The idea and practice of ministry isn’t taught in engineering or computer science schools, but maybe an ethos of service to others, irrespective of financial gain and glory, must now be considered an essential part of the education of a technologist. Perhaps consciousness-raising through an engagement with the Bushian belief in “ministration to the people” will provide support for ethical thinking at the start of the innovation process, not only once innovations are released onto the digital world. [Konstantinos Karachalios, a top executive with IEEE, the global organization of engineers, made a closely-related point in his talk at the Techonomy 2019 conference. -ed.]

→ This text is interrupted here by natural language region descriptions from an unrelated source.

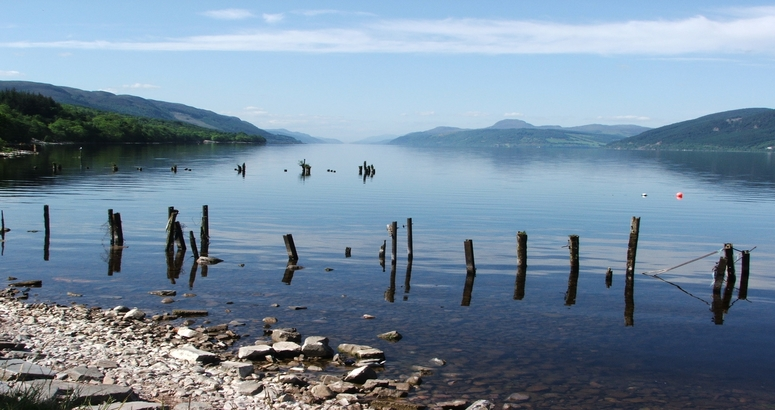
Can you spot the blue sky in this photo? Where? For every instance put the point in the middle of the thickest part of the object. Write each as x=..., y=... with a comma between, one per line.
x=355, y=69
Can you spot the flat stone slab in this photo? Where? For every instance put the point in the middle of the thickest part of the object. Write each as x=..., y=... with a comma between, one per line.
x=15, y=369
x=79, y=393
x=193, y=355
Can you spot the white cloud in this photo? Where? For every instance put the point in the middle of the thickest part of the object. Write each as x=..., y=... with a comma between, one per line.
x=273, y=18
x=626, y=118
x=229, y=14
x=745, y=31
x=140, y=85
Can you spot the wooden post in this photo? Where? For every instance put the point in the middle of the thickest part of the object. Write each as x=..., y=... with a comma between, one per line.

No doubt, people, including perhaps government regulators, can and should try to impose moral discipline from the outside on innovators of the digital world. But we should also be wise enough to accept the best forms of ethical reasoning from within — and recognize that technological innovation, as much as art and science, crime and punishment, harbors an inner moral life that marches to its own drummer. All we can ask is that in their education, and coming-of-age experiences, innovators find their inner ethical beat and steadfastly listen to it. Steve Jobs and Bill Gates would approve!

 

G. Pascal Zachary is a former senior writer for the Wall Street Journal and has taught courses on the past, present and future of technological change at Arizona State University, Stanford University and the University of California at Berkeley. He is the editor of The Essential Writings of Vannevar Bush (Columbia University Press, 2022), and the author of Showstopper, on the making of a systems software program at Microsoft.